Overall cyber crime volumes have remained relatively constant as the Covid-19 coronavirus pandemic takes hold, but this could change and there are no grounds for complacency, according to the UK’s National Cyber Security Centre (NCSC) and its US counterpart, the Cybersecurity and Infrastructure Agency (CISA) at the Department of Homeland Security (DHS), which have issued a new update on the rapidly evolving threat landscape.
As has been widely observed in the past month, cyber criminals and other threat actors have been quick to pivot and adapt existing tools to exploit the crisis, which has forced the unprecedented emergency shutdown of swathes of the world’s economies.
However, according to the NCSC, much of the noise around cyber security in recent weeks has been down to retooling as the criminal underground pivots to coronavirus.
“Malicious cyber actors are adjusting their tactics to exploit the Covid-19 pandemic, and the NCSC is working around the clock with its partners to respond,” said NCSC operations director Paul Chichester.
“Our advice to the public and organisations is to remain vigilant and follow our guidance, and to only use trusted sources of information on the virus, such as the UK government, Public Health England or NHS websites.”
Bryan Ware, CISA assistant director for cyber security, added: “As the Covid-19 outbreak continues to evolve, bad actors are using these difficult times to exploit and take advantage of the public and business.
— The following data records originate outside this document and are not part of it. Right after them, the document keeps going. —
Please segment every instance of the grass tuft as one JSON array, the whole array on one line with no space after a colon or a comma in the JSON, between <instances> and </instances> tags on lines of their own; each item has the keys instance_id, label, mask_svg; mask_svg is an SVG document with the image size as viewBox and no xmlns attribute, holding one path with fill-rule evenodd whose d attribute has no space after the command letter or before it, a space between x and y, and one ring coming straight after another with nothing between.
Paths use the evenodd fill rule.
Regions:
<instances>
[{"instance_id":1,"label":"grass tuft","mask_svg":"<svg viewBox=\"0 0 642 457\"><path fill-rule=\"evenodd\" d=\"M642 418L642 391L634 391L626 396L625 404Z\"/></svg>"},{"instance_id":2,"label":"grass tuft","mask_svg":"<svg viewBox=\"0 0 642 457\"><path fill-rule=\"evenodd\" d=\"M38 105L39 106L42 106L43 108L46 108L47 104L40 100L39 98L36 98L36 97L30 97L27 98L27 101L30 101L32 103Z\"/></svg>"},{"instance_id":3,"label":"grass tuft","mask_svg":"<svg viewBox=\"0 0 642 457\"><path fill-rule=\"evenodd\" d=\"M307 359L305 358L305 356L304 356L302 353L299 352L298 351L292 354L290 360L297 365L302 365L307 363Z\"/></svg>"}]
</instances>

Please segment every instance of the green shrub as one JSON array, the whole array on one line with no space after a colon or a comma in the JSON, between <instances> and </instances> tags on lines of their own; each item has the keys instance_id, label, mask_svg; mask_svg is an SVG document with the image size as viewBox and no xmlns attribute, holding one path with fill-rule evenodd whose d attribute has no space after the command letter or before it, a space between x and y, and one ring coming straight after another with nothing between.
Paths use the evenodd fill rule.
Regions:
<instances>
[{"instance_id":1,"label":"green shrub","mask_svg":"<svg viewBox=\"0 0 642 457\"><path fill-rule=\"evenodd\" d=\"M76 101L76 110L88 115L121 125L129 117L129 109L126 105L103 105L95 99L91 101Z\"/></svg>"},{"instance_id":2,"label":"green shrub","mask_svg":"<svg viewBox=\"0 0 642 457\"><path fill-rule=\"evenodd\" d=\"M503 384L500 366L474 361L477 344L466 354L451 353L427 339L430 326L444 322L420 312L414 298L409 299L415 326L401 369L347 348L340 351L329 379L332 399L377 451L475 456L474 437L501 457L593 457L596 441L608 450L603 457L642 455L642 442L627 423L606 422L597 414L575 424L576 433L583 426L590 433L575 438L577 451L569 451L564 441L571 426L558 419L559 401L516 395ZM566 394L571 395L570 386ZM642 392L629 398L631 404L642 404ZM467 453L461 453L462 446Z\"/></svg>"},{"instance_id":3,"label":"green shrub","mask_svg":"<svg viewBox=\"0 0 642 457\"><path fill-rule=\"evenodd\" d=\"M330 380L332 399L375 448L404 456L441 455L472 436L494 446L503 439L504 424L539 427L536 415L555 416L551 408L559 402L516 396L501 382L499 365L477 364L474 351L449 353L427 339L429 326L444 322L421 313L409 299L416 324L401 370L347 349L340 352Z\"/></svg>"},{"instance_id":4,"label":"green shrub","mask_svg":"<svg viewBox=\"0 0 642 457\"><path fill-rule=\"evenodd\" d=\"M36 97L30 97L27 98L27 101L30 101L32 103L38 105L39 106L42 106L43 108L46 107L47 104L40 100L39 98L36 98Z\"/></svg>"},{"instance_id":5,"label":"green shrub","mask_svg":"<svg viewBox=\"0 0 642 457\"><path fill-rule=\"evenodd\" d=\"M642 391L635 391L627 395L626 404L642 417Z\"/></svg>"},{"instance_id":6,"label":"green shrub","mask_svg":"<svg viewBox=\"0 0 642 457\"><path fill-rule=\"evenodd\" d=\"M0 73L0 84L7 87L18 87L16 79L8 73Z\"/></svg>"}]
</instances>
Our partnerships with the NCSC and industry have played a critical role in our ability to track these threats and respond.
“We urge everyone to remain vigilant to these threats, be on the lookout for suspicious emails and look to trusted sources for information and updates regarding Covid-19. We are all in this together and, collectively, we can help to defend against these threats.”
The agencies highlighted several areas that are of particular concern to them: phishing, and malware and ransomware distribution using coronavirus as a lure; the registration of malicious domains using coronavirus-related keywords; and attacks on newly and often rapidly deployed remote access or remote working infrastructure and services.
Owing to the fact that many of the coronavirus-related threats and scams currently active in the wild are repurposed versions of old favourites, the majority can be dealt with by remaining appropriately vigilant and applying the tenets of basic cyber security hygiene at all times – advice that applies equally to businesses and consumers alike, because good organisational practice relies on users being able to spot threats and deal with them to a certain extent.
Users can best prepare themselves by trying to remain aware that cyber criminals will take advantage of basic human traits and emotions, such as curiosity, concern or even fear, and to be wary of any new coronavirus-related email, website or app that plays up to this. Such threats could present as an app that purports to track coronavirus cases in the victim’s local area, or masquerade as important information from a government body or healthcare organisation.
The full advisory document, including further guidance for both businesses and consumers, and indicators of compromise (IOCs) for detection, can be downloaded from the NCSC’s website.